Isolation and characterization of Enterococcus faecalis isolate VT-H1: A highly efficient hydrogen-producing bacterium from palm oil mill effluent (POME)

Abstract

Facultative hydrogen-producing bacteria hold immense potential for fermentative hydrogen and valuable metabolite production. In this study, a mesophilic hydrogen-producing bacterium was isolated from palm oil mill effluent (POME) and identified as Enterococcus faecalis isolate VT-H1 using hybrid sequencing technologies. Our investigation encompassed the growth of the isolate and its capacity for hydrogen and volatile fatty acid (VFA) production.

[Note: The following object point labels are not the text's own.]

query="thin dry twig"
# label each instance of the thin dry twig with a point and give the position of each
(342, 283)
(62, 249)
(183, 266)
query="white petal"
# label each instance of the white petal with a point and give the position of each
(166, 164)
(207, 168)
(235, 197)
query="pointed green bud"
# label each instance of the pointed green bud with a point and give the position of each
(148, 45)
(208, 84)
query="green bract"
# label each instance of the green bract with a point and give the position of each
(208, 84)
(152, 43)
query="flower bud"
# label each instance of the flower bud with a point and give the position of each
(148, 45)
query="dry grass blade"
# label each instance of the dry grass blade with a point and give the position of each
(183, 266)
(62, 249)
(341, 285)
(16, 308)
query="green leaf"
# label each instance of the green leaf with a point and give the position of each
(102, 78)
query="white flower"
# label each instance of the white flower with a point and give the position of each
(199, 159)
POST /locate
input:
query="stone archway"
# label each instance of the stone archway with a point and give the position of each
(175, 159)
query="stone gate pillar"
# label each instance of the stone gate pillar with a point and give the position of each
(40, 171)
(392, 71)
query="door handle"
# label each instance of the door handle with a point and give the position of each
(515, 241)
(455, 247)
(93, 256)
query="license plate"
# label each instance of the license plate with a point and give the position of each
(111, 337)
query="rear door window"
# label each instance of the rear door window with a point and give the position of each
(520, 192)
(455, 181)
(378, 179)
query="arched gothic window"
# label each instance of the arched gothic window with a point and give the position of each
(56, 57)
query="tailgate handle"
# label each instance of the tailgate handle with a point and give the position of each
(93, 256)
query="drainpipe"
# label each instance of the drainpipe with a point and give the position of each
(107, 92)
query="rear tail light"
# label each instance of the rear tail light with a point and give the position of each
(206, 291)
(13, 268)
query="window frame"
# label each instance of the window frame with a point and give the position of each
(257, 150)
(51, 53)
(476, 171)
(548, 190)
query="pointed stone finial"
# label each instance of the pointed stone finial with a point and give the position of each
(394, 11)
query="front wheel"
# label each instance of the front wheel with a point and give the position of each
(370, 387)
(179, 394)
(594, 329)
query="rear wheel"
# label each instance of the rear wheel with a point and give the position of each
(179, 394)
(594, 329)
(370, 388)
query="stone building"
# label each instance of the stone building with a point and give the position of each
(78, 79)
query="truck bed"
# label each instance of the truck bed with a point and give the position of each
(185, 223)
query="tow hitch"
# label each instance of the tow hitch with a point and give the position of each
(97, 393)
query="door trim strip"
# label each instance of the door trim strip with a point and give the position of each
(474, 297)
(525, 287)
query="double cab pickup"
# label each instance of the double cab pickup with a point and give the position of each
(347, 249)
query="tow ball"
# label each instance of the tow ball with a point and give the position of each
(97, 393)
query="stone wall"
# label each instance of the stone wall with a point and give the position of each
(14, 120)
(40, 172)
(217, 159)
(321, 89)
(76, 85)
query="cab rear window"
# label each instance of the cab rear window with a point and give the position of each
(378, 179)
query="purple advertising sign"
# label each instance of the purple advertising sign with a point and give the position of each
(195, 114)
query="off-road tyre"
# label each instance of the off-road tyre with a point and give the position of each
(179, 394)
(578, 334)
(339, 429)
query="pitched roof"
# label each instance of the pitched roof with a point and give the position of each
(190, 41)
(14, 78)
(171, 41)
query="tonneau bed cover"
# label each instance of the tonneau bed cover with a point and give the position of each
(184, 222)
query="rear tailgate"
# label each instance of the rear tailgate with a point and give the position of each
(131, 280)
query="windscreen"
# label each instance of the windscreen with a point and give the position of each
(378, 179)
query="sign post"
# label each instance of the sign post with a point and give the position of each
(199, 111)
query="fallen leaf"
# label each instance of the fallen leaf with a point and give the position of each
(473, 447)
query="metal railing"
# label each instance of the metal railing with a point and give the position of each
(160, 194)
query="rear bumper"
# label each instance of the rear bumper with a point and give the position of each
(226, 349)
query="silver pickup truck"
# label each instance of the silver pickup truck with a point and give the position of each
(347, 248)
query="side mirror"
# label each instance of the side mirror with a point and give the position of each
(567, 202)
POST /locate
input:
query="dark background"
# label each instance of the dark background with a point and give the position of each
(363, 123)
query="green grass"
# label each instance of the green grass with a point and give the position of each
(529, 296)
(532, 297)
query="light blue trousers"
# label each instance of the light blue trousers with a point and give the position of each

The results revealed that optimal growth occurred when glucose was utilized at 37 °C and initial pH of 7.0, resulting in a final OD600 of 2.58. The isolate demonstrated exceptional hydrogen production capabilities, achieving a maximum cumulative hydrogen yield of 2.22 mol-H2/mol-glucose at 30 °C and pH 7.0, outperforming previously reported E. faecalis strains by 5.84-fold. Kinetic analysis revealed favorable parameters for hydrogen production at 30 °C, with maximum hydrogen production (Hm = 2.63 mol-H2/mol-glucose), maximum hydrogen production rate (Rm = 0.03 mol-H2/mol-glucose·h), and lag-phase time (LPT = 18.34 h). Additionally, E. faecalis isolate VT-H1 exhibited significant butyric acid production (63.0 mM) alongside acetic acid (7.0 mM). Genome analysis unveiled the presence of key enzymes associated with hydrogen production, including formate hydrogen lyase (FHL) complex with formate dehydrogenase subunit alpha (FDH-α), bidirectional [NiFe] hydrogenase, NADH-dependent oxidoreductase subunit E, and NADH-quinone oxidoreductase subunit F. Moreover, genes associated with butyric acid production were also identified. These findings highlight the potential of E. faecalis isolate VT-H1 as a promising candidate for sustainable hydrogen and VFA production. Its unique characteristics, distinct genetic profile, and exceptional hydrogen and VFA production capabilities bring exciting opportunities for future biotechnological applications and further research to optimize and scale-up its potential for industrial use.